Antes do jogo de críquete do homem branco chegar às nossas aldeias, nossos meninos já jogavam os jogos de seus pais, jogos que tornavam seus braços fortes e seus corações corajosos.
Chamaram um deles. Iceya, outro Imfumba, e ainda outro Cumbelele.
Cada jogo tinha uma canção, uma lição e um espírito dentro dela.
Quando o sol da manhã escalou as colinas, os meninos foram para os campos com seus bastões e pequenos asságais. Eles os jogaram em formigueiros e pedras, e o ar tocou com seu riso e gritos.
“Tsi! ha! ha! ha! ha! Izikali zika Rarabe!” choraram quando um deles atingiu a marca.
As armas de Khakhabay!
Eles aprenderam a atirar em linha reta, a atacar com força, e a gritar com orgulho.
Os meninos grandes governavam os pequenos, como sempre foi, e a cada dia ficavam mais fortes.
Quando os bezerros pastavam, os meninos corriam de costas, assobiando ordens, aprendendo a guiar e a seguir. Um deles sempre ficou para trás para assistir o rebanho, escolhido pelo desenho de talos de grama, um com um nó no final. O rapaz que desenhou o nó tornou-se o pastor.
Ele nunca reclamou, pois sabia que sua vez de jogar voltaria.
Quando suas pernas estavam cansadas, os meninos sentaram-se ao lado do rio e fizeram gado de barro. Eles moldaram bois e bezerros, cada um com seu próprio nome. Alguns fizeram quebra-cabeças com fio e fio dental, torcendo e amarrando-os de maneiras que só dedos inteligentes poderiam desfazer.
Outros tornaram-se enganadores, mestres da ilusão. Eles esconderiam um grão de milho numa das mãos, e embora os teus olhos jurassem que estava ali, quando abrissem a mão já se tinha ido atrás da tua orelha, agora no pó.
Os anciãos balançavam a cabeça e riam, dizendo: “Esse será outro Hlakanyana, o pequeno enganador.”
Quando a noite caiu, os fogos queimaram, e as crianças se reuniram dentro da cabana para brincar Iceya.
Sentaram-se num círculo. Cada um tinha um pequeno brinquedo um grão de milho, um seixo, ou um pouco de madeira.
Aquele que começou a esconder seu brinquedo em uma mão e gritou: “Eu sou o Inhlangano!“
Outro responderia: “Eu sou o Ipambo!“
Então estenderam as mãos, como relâmpago, e as abriram juntas.

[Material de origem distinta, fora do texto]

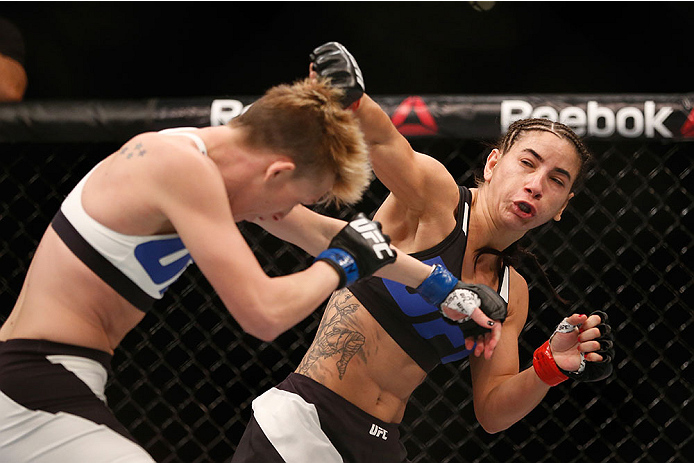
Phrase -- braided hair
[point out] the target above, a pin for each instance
(514, 254)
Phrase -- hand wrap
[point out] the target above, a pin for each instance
(332, 60)
(441, 288)
(548, 370)
(358, 250)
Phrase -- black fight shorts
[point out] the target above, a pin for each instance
(302, 421)
(53, 408)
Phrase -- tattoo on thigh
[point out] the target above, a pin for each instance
(335, 336)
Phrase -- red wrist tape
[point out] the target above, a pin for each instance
(545, 366)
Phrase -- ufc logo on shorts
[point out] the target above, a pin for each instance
(370, 231)
(378, 431)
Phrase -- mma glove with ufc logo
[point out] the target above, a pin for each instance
(358, 250)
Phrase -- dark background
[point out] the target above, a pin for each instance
(124, 50)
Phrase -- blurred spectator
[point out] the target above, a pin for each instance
(13, 77)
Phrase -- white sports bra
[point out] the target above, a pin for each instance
(139, 268)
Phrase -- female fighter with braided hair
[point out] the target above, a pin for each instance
(377, 340)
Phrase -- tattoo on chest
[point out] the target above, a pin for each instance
(129, 150)
(336, 337)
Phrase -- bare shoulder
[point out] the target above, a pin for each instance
(518, 299)
(171, 162)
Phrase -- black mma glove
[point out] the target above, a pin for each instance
(358, 250)
(441, 288)
(333, 61)
(548, 370)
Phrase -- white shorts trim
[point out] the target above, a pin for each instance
(41, 437)
(292, 426)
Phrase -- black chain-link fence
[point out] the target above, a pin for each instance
(184, 379)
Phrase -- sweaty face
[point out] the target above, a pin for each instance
(531, 182)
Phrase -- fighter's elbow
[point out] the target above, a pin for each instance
(490, 423)
(262, 327)
(490, 427)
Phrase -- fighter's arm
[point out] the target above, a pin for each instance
(189, 192)
(417, 181)
(503, 395)
(313, 232)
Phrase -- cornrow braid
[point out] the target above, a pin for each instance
(515, 253)
(520, 127)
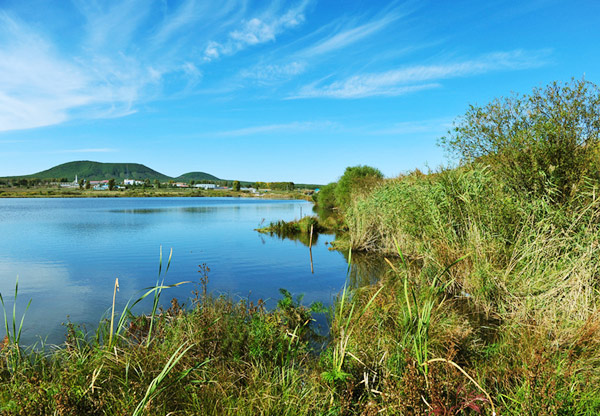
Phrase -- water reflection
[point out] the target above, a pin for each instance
(67, 253)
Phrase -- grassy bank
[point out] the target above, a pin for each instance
(488, 302)
(43, 192)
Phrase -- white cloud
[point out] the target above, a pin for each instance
(414, 127)
(420, 77)
(100, 150)
(271, 72)
(349, 37)
(292, 127)
(256, 31)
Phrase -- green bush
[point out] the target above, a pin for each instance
(326, 196)
(355, 180)
(539, 144)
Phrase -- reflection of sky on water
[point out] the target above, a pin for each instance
(67, 253)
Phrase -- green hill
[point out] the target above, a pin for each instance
(86, 169)
(196, 176)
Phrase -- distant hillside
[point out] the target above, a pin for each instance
(86, 169)
(196, 176)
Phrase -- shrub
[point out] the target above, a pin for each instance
(539, 144)
(355, 180)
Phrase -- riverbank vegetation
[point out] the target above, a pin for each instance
(148, 192)
(489, 302)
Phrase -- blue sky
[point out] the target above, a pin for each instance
(270, 90)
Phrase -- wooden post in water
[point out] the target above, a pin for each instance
(312, 269)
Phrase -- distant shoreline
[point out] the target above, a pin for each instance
(148, 193)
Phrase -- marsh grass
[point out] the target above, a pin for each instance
(488, 303)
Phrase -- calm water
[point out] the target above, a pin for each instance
(68, 252)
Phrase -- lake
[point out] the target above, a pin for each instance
(68, 252)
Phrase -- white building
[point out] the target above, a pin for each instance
(205, 185)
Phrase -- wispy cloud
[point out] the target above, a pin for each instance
(420, 77)
(293, 127)
(95, 150)
(256, 30)
(348, 37)
(414, 127)
(274, 72)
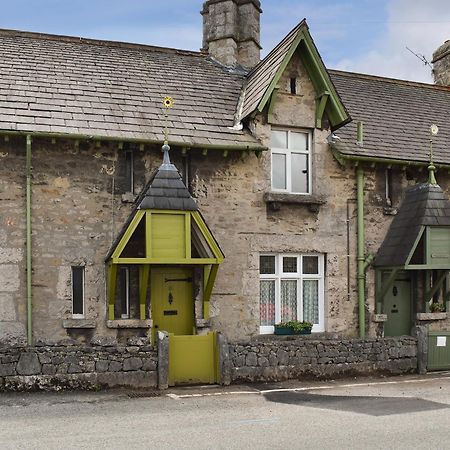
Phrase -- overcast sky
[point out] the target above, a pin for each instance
(368, 36)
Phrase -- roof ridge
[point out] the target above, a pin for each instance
(388, 79)
(99, 42)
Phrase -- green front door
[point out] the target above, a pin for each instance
(397, 306)
(172, 300)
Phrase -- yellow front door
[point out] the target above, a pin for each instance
(172, 300)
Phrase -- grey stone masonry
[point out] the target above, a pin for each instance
(277, 358)
(67, 365)
(231, 31)
(441, 64)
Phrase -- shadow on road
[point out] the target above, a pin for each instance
(373, 406)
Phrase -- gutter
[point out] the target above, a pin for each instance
(360, 252)
(29, 266)
(42, 134)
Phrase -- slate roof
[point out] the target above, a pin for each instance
(259, 78)
(164, 190)
(424, 205)
(397, 116)
(75, 86)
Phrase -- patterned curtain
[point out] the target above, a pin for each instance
(311, 301)
(267, 302)
(288, 300)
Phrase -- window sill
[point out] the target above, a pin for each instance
(274, 199)
(129, 197)
(79, 323)
(129, 323)
(379, 318)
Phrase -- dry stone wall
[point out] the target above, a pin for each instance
(67, 365)
(283, 358)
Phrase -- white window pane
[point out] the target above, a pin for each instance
(299, 174)
(290, 264)
(311, 301)
(279, 139)
(288, 300)
(311, 265)
(279, 171)
(298, 141)
(267, 264)
(267, 302)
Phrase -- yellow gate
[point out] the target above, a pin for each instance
(193, 359)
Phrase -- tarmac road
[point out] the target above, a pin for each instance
(390, 413)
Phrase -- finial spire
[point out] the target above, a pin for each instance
(168, 103)
(431, 167)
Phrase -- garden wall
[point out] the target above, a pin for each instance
(277, 358)
(67, 365)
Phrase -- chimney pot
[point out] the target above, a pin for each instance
(441, 64)
(231, 31)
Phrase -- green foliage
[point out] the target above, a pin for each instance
(295, 325)
(437, 307)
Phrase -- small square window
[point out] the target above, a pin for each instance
(310, 265)
(290, 264)
(267, 264)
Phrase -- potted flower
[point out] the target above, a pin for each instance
(437, 307)
(293, 327)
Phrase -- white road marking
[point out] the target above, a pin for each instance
(307, 388)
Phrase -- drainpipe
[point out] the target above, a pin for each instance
(360, 251)
(28, 240)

Se os brinquedos se encontrarem, o Inhlangano riu-se e ganhou.
Se eles erraram, Ipambo Levou a vitória.
O jogo foi girando, cada vez mais rápido, até que apenas dois ficaram.

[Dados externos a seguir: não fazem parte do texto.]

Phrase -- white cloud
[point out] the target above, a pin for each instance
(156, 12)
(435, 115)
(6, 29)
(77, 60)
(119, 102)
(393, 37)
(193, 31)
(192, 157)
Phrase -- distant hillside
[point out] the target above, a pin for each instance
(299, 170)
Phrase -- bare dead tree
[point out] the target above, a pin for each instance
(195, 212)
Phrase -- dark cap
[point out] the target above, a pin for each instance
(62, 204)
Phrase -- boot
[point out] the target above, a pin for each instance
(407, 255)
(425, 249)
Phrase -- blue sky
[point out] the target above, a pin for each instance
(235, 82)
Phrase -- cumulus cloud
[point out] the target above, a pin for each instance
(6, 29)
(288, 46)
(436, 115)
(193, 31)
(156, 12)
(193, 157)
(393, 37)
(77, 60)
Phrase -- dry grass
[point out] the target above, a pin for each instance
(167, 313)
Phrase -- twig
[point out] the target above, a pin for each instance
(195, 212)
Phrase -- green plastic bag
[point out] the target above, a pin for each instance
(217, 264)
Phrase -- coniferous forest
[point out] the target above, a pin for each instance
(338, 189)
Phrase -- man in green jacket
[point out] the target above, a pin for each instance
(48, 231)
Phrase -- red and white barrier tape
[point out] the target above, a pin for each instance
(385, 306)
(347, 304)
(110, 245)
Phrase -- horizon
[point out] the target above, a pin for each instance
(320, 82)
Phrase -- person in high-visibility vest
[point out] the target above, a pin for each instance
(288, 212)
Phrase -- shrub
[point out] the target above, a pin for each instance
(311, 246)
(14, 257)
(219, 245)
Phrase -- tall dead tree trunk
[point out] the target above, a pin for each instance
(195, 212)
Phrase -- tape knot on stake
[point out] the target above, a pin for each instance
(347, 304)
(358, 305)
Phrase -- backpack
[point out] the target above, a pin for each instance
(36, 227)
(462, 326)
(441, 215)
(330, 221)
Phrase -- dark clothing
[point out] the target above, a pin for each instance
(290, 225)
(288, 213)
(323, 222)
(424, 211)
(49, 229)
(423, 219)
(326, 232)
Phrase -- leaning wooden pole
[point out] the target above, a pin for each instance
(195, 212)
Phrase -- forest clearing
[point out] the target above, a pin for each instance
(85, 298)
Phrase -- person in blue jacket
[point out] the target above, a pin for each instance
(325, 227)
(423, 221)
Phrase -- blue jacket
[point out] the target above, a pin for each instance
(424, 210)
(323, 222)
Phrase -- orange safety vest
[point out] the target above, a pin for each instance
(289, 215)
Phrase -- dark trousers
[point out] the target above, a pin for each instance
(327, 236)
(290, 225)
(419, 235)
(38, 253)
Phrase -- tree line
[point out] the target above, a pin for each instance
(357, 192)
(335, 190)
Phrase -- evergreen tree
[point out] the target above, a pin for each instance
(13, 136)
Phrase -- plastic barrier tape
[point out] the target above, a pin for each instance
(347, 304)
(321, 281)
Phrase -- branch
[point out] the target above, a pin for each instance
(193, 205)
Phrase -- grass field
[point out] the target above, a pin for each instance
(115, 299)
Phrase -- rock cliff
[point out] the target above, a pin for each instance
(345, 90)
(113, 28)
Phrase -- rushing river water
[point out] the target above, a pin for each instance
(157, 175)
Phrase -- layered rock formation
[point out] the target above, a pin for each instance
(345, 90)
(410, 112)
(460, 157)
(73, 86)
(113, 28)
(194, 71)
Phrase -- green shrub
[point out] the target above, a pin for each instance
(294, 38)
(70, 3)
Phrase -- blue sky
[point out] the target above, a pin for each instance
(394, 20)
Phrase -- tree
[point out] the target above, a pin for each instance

Essa parte foi chamada de Umnyadala, o encerramento.
O vencedor foi coroado “o portador do manto de pele de tigre”, e os outros aplaudiram e aplaudiram.
Às vezes, o riso durou até o galo cantar.
No dia seguinte tocaram Imfumba, o jogo de esconder e buscar um grão de milho.
Passava - se as mãos ao redor do círculo, fingindo colocar o grão nas palmas das mãos dos outros.
Às vezes sim, às vezes não.
O adivinhador escolhido apontaria: “É com você!”
Se ele estava errado, todos riram até os lados doerem.
Então veio Cumbelele, o jogo da canção.
Três ou quatro crianças empilharam as mãos uma em cima da outra, cantando,
“Cumbelele, cumbelele, pang-alala!”
Na última palavra eles beliscaram agudamente, cada um pegando o acima.
O riso deles ecoava na noite.
E quando o vento subiu, os rapazes trouxeram para fora o seu nodiwu, um pedaço plano de madeira amarrado a uma tanga. Eles giraram-no em círculos acima de suas cabeças até que cantou com uma voz como um espírito nas colinas.
As velhas as avisaram: “Não brinquem com o nodiwu Quando o vento estiver a dormir! Se o fizerdes, o acordareis, e a tempestade virá.”
Os rapazes só sorriam porque adoravam o som do vento quando os chamava para tocar.
Como vêem, meus filhos, os nossos jogos não eram só de alegria. Ensinavam habilidade, força, paciência e sabedoria.
No riso dos jovens, os antepassados ainda dançavam, e os espíritos do veld ainda sorriam.
É por isso que, quando o sol se põe atrás das montanhas e o gado volta para casa, você ainda pode ouvir o eco fraco de seus gritos:
“Tsi! ha! ha! ha! ha! Izikali zika Rarabe!”
As armas de Khakhabay ainda voam no ar.